Sarah Wootton, chief executive of Dignity in Dying, said: “It’s clear that assisted dying is high on the political agenda and this debate is on the table no matter who leads our next government.

“It is hugely significant that both the Prime Minister and the Leader of the Opposition have promised they would make time for a proper debate and vote on assisted dying, and that neither are opposed to reform.

“This is a watershed general election for dying people, many of whom will be casting their final vote and will give it to candidates who are on the side of compassionate choice... Assisted dying is a movement whose time has come.”

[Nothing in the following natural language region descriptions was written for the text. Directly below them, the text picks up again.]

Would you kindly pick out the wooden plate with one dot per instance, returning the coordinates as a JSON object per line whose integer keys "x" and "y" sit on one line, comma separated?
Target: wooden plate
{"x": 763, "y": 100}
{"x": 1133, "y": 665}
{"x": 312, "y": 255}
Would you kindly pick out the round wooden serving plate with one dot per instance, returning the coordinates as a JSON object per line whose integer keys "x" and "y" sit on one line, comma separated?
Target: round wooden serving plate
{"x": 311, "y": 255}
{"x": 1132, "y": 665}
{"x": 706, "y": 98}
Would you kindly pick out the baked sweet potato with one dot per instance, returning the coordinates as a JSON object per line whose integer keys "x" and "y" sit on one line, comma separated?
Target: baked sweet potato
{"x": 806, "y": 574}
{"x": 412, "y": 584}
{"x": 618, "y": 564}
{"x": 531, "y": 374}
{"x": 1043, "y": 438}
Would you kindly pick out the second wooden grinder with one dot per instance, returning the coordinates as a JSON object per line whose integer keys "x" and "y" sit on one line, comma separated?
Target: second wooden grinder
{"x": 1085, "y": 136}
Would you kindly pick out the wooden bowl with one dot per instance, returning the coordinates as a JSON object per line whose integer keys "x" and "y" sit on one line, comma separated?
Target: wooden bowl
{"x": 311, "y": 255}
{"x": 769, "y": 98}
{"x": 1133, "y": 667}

But Dr Gordon Macdonald, chief executive of Care Not Killing, said: “The Prime Minister’s position on assisted suicide and euthanasia hasn’t changed and these new comments do not reflect a change in his stance.

“What they do show is he recognises the difficulty in drafting robust legislation on this issue, because of what we see in the handful of jurisdictions that have introduced state-assisted killing.

“Safeguards quickly removed and pressure put on disabled people, those with chronic conditions and mental-health problems to be included.

“Furthermore, any change in the law would represent a dramatic change in how doctors and nurses treat and care for people. It would also place huge pressure, real or perceived on terminally ill and disabled people to end their lives exactly as we see in the handful of places that have legalised assisted suicide or euthanasia.”